The statement is either misleading or wrong, depending on interpretation. I defer to this answer for details, and for short version I cite my comments from under this answer
What I'm saying is, it's the right idea used in the wrong way. Yes, strictly speaking, bandlimited implies infinite knowledge: infinite sampling rate for all time. At the same time, even if we had a physical process that is truly periodic for as long as it exists, it still doesn't qualify, because it hasn't existed for infinite time in the past, and is yet to exist for infinite time in the future. Yet, this process qualifies perfectly for the motivation of the Fourier transform as a periodicity-mapping tool, and this motivation is lost when we try to be "strictly correct"
I insist on this point because of the misleading implication that, essentially, a periodic physical process can't exist. I'm no quantum mechanic but I think EM waves in vacuum defy this. The full model of "frequency" then consists of at least two relations, one being the laws that govern the photon, another the Fourier transform, and using latter without former is simply wrong. A "system of equations" if you will. If we know something is physically periodic, we should be able to call it bandlimited.
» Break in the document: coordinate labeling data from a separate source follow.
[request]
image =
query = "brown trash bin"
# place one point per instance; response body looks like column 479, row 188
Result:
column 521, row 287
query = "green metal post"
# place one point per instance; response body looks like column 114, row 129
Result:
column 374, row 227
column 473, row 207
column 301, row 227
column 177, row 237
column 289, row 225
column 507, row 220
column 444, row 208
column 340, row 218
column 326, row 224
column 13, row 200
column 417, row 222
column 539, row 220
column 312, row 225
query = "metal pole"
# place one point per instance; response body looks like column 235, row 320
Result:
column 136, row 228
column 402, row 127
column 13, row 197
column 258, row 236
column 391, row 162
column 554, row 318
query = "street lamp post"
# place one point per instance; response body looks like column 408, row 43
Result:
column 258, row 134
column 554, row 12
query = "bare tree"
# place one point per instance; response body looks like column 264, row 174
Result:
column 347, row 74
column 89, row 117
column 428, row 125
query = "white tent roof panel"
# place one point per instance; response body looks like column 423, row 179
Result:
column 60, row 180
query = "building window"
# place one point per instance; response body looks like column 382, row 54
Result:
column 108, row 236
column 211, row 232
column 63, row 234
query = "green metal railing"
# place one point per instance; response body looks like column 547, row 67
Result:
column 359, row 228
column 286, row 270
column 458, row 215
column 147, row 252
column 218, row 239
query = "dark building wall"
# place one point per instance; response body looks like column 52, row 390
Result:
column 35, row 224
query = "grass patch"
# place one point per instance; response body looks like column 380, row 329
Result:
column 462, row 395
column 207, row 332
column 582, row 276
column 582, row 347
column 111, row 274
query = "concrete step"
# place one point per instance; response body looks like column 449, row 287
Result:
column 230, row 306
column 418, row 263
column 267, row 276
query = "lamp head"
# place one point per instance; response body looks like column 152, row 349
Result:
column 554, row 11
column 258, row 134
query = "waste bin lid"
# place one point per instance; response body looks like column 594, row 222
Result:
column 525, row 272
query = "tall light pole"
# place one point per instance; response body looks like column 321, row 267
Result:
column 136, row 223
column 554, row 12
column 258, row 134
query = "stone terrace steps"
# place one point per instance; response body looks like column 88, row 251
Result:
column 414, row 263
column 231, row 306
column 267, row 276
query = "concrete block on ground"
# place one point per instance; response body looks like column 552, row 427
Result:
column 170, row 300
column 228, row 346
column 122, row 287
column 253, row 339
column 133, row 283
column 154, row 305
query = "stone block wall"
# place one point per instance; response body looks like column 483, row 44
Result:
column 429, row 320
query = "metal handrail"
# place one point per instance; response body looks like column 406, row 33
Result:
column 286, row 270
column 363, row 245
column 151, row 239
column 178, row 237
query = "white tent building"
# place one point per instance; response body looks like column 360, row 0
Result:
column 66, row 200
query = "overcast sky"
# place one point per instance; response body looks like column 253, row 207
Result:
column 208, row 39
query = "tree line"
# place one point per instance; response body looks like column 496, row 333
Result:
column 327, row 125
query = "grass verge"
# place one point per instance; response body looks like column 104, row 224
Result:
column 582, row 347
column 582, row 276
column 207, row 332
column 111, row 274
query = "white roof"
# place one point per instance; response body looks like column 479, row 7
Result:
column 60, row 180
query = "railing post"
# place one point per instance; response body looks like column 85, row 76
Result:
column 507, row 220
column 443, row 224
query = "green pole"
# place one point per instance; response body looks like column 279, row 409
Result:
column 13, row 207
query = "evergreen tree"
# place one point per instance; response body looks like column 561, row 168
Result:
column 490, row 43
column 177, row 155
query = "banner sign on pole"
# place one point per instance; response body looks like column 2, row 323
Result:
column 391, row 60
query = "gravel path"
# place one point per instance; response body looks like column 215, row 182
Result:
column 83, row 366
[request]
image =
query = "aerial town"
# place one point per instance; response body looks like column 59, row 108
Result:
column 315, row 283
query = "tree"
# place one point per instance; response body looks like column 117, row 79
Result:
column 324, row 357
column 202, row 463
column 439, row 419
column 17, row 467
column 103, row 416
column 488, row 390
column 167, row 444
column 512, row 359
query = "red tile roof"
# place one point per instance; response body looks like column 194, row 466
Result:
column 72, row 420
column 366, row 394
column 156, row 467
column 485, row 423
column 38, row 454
Moreover, to comment on the quote in question, the only thing that Fourier theory says about "not bandlimited" is, that sinc interpolation won't recover it perfectly. That doesn't mean nothing else will. For example, if we make a synthetic, perfectly bandlimited image, we can do full recovery perfectly. But if we simply crop the same image, it's aliasing, and we can no longer do so. I doubt anyone would otherwise call cropping "aliasing".